Bolger said that there was not enough evidence to justify criminal prosecutions against any of the individuals on a list provided in 1990 by the Los Angeles- based Simon Wiesenthal Center.

Efraim Zuroff, the director of the Israel office of the Simon Wiesenthal Center, has written to Bolger that the decision effectively “turns New Zealand into a haven for Nazi murderers” and “eliminates whatever psychological pressure existed on the criminals, pressure which was a punishment of sorts.”

Zuroff added that New Zealand is sending a message that “once again those guilty have succeeded in getting away with their crimes.”

The New Zealand Jewish Council is also angry at the decision. Its president, Wendy Ross, told the Jewish Telegraphic Agency that the council will be making its views known to the prime minister and the New Zealand public.

Ross said the evidence against the 14 is “substantial, even if circumstantial.”

“The government had a moral duty to act, especially at a time when Nazism is again rearing its ugly face in Europe,” she said.

“The older generation is forgetting the Nazi crimes, and the younger generation of New Zealanders is not learning about them,” she said. “The government should have taken a moral stand.”

Government sources admitted that there was strong circumstantial evidence in some cases but that this would not have provided sufficient grounds for lodging a criminal prosecution.

A major difficulty was finding witnesses, despite an extensive investigation conducted by New Zealand investigators in cooperation with their Australian counterparts.

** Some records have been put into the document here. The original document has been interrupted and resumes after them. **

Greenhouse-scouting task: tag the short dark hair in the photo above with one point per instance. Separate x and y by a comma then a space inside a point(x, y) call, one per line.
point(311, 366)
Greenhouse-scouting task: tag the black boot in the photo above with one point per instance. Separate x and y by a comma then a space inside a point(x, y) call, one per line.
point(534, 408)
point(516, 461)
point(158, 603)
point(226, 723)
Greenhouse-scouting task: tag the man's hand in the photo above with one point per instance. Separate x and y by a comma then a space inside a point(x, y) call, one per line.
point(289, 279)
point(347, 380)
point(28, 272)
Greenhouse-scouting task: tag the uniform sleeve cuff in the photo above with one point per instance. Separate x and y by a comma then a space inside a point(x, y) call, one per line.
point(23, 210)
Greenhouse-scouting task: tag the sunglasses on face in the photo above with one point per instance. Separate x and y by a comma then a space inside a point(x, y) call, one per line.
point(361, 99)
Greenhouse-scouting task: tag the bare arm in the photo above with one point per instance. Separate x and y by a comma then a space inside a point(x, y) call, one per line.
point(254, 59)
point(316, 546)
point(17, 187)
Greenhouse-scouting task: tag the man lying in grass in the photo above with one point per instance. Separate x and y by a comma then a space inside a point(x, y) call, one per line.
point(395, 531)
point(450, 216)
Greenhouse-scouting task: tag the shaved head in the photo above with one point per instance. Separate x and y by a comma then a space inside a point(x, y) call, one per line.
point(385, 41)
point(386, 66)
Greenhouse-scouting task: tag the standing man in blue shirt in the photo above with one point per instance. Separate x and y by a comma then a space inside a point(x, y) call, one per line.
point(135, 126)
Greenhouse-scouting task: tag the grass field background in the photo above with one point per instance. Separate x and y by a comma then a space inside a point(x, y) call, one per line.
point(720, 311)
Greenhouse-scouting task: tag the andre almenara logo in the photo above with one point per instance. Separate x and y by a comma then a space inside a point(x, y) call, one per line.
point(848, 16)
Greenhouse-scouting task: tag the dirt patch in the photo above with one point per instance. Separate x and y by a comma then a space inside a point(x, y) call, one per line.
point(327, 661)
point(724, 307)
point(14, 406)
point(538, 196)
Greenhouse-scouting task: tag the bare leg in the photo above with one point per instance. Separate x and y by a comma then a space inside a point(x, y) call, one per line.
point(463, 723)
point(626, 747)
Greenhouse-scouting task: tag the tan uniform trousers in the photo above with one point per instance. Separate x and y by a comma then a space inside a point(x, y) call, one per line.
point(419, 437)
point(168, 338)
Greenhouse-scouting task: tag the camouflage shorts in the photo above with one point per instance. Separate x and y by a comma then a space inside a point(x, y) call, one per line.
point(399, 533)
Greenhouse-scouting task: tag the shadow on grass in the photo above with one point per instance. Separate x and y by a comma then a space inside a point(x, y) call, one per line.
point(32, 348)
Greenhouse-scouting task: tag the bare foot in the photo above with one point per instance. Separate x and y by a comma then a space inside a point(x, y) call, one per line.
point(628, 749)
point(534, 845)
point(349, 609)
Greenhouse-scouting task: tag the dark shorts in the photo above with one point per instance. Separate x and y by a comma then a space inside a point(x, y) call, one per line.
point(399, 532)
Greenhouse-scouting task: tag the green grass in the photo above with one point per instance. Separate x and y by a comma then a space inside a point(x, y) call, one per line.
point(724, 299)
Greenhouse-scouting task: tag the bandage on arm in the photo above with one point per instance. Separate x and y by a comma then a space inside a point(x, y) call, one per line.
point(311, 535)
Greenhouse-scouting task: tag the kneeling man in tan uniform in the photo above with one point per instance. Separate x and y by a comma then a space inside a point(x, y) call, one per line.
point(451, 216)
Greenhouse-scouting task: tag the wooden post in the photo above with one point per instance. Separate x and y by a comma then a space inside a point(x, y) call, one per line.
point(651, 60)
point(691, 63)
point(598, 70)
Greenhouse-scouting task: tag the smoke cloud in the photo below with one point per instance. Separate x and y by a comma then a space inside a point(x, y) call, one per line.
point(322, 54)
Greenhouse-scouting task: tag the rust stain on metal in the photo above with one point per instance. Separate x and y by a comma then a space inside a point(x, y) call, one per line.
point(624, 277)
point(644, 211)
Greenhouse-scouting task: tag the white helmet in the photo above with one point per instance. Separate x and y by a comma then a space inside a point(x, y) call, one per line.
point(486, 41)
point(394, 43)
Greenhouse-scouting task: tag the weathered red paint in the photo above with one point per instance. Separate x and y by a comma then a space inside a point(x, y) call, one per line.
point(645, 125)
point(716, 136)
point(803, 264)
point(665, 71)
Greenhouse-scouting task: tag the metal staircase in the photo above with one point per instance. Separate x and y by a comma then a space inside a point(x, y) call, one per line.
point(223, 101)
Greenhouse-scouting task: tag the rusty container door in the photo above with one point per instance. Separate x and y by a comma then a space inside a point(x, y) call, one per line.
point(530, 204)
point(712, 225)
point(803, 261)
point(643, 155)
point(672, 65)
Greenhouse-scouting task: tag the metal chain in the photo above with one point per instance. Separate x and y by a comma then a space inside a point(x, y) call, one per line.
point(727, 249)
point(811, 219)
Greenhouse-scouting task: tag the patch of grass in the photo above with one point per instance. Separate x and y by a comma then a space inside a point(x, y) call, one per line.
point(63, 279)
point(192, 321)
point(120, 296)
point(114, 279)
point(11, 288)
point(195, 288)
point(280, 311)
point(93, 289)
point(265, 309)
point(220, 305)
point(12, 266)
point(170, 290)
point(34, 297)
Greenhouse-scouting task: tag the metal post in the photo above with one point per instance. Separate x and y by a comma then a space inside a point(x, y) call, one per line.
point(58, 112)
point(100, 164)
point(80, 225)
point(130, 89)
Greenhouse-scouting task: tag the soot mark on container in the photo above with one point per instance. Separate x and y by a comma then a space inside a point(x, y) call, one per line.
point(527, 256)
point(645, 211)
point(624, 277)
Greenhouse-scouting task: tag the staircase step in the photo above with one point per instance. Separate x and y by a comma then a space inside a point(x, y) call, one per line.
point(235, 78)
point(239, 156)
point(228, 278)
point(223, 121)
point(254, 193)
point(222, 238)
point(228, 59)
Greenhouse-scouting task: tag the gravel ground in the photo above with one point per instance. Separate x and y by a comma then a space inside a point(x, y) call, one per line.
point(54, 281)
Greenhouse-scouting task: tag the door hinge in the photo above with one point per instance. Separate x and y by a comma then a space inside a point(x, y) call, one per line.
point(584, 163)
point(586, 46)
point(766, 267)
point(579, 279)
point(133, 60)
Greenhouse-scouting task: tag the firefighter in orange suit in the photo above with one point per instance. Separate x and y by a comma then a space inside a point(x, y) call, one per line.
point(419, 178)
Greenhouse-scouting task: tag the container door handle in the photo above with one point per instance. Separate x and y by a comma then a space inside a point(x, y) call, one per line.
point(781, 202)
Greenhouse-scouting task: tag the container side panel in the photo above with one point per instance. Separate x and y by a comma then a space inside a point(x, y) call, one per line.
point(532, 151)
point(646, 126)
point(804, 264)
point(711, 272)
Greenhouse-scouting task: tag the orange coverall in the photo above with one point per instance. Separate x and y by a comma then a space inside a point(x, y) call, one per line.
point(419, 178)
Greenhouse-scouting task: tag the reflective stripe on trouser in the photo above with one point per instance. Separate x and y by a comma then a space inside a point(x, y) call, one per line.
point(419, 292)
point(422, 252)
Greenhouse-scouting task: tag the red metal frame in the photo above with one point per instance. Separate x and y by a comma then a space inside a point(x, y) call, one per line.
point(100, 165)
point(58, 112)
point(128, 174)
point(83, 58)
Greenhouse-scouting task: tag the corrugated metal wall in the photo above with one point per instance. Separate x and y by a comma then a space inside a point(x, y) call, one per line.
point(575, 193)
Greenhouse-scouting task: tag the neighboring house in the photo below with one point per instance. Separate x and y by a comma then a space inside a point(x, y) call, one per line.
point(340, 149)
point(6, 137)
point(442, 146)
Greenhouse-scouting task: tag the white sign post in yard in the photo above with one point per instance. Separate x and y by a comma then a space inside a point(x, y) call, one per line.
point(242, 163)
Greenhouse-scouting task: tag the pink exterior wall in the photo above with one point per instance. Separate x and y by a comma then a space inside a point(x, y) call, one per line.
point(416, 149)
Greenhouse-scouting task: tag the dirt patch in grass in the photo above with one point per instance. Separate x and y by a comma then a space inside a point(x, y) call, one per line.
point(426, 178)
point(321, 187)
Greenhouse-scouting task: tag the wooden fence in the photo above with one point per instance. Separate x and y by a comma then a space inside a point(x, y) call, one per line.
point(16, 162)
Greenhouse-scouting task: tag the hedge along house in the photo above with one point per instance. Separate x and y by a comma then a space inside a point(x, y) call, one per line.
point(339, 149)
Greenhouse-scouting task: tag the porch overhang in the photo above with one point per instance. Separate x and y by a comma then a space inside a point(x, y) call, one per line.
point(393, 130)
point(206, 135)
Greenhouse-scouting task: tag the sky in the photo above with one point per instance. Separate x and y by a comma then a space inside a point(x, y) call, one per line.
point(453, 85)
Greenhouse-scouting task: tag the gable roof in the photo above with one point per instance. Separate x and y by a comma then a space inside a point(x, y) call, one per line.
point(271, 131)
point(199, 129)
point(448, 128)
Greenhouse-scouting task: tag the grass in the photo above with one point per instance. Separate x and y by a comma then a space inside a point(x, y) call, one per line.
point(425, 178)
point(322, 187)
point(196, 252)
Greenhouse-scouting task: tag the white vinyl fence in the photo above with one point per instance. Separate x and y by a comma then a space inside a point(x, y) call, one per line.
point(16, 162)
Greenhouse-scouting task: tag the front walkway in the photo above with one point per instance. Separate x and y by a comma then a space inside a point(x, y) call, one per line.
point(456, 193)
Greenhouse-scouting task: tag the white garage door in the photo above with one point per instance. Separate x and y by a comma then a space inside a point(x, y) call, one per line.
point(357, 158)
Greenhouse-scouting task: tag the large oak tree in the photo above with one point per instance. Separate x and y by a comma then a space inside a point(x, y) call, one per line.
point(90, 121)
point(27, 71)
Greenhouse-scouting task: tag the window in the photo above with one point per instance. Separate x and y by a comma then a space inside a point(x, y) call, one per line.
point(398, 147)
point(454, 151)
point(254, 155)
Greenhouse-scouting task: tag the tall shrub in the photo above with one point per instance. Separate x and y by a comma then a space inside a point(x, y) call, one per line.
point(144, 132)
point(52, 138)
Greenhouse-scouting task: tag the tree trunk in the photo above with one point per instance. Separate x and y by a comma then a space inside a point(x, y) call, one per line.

The two-person New Zealand government War Crimes Unit was charged with investigating allegations of “culpable homicide in furtherance of a policy of the extermination of a racial or other defined group of persons carried out in Germany or German-occupied territory between September 1939 and May 1945.”

The investigation, under the supervision of Solicitor-General John McGrath, spent $400,000 (New Zealand) during the 12 months of its operations.